Tables and structured lists on Web pages are a potential source of valuable information which are often missing from state-of-the-art knowledge graphs, for various reasons. Our work is concerned with annotating such relational data sources with semantic information so that it can be queried or otherwise integrated into knowledge graphs such as DBpedia.
Here are examples of highly regular relational data on the Web that are undertandable to humans but cannot be immediately leveraged by computers:
This information could be leveraged for question answering and other applications if annotated with semantic predicates from a known knowledge graph, such as Freebase. Here's one example of an annotated table in Wikipedia.
Our WWW2018 paper is concerned with the specific problem of finding and ranking relations from a given Knowledge Graph (KG) that hold over pairs of entities juxtaposed in a table or structured list.
The state-of-the-art for this task is to attempt to link the entities mentioned in the table cells to objects in the KG and rank the relations that hold for those linked objects. As a result, these methods are hampered by the incompleteness and uneven coverage in even the best knowledge graphs available today.
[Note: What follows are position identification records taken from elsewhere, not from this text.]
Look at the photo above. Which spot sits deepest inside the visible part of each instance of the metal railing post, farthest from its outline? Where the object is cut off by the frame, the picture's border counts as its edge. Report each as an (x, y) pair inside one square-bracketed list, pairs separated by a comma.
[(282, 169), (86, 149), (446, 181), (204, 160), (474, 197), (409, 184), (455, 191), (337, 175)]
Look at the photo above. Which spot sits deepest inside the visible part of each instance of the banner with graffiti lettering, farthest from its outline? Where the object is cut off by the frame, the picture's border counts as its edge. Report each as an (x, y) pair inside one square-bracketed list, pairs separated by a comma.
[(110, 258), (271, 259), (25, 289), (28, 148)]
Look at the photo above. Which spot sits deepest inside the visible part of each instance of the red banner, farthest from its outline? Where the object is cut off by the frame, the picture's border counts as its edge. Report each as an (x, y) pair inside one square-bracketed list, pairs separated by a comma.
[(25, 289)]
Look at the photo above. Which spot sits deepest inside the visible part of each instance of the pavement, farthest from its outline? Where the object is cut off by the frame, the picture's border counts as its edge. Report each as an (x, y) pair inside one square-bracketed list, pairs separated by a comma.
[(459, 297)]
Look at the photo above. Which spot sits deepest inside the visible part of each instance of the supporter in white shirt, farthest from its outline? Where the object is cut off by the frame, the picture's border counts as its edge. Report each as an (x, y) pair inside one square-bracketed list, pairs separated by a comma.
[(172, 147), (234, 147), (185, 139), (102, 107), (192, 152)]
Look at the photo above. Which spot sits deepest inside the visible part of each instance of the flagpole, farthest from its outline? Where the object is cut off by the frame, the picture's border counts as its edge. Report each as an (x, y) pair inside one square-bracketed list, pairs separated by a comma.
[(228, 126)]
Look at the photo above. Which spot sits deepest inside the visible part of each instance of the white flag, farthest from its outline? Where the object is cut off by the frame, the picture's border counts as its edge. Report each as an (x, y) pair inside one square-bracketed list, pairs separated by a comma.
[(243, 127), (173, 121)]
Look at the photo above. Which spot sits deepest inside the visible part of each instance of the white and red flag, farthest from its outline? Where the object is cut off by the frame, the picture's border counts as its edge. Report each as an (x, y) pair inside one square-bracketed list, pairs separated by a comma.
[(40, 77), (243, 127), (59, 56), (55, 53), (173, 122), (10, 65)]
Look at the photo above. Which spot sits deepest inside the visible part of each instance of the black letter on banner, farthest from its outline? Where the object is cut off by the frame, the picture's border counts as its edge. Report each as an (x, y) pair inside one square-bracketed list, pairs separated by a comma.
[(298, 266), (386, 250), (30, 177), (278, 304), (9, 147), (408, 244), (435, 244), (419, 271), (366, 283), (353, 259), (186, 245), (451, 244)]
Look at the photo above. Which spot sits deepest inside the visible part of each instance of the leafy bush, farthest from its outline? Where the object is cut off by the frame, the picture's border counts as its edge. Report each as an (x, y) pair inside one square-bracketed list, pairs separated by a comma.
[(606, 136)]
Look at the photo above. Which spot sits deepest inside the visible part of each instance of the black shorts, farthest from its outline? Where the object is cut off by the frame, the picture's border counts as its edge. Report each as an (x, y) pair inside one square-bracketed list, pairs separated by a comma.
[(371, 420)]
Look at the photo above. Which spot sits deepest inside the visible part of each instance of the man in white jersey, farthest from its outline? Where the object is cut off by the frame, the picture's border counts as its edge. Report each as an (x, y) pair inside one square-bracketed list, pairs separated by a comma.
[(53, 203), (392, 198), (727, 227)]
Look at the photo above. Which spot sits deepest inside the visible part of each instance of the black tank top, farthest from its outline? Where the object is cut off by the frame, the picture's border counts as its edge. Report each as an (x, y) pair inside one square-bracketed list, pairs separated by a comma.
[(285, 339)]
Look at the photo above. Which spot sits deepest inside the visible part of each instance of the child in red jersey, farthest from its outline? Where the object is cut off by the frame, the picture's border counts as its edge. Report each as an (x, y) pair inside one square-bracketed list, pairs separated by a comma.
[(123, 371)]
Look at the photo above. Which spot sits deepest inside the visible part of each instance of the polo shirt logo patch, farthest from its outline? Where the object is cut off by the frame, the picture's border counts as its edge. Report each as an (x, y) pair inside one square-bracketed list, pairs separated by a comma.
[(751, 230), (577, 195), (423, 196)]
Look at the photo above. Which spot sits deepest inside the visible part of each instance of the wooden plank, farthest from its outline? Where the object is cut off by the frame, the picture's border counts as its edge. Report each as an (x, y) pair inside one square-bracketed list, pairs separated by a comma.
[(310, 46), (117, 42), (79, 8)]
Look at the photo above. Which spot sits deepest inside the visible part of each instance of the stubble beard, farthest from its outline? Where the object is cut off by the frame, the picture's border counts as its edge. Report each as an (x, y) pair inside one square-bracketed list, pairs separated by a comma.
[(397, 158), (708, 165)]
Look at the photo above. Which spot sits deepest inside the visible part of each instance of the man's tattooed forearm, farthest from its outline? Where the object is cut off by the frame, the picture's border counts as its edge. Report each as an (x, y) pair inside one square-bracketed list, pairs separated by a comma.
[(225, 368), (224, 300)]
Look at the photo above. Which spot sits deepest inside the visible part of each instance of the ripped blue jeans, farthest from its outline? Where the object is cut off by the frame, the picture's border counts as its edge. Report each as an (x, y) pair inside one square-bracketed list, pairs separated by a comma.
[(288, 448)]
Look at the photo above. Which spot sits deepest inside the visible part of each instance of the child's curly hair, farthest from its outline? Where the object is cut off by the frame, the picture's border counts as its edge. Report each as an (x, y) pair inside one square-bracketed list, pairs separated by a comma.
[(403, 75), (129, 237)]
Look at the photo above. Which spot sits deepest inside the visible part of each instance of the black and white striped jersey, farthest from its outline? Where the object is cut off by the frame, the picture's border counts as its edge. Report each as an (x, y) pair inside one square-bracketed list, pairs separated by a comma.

Our approach for Semantic Table Understanding does not require entity linking. Instead, we on ranking relations using generative language models derived from Web-scale corpora.
In a nutshell, we use the FACC1 dataset, which identifies mentions to Freebase entities in the ClueWeb corpus, to find all relational phrases that are used to express each of the Freebase relations. To predict the relation for any pair of entities, we issue a standard Web search query to gather sentences connecting such entities, and rank the relational language models by their likelihood of generating such sentences.
Our method does not query the knowledge graph at all, and can produce quality results even when the entities in the table are missing in the KG. In the paper we also consider predicting a relation for multiple pairs of entities (i.e., multiple rows of the table).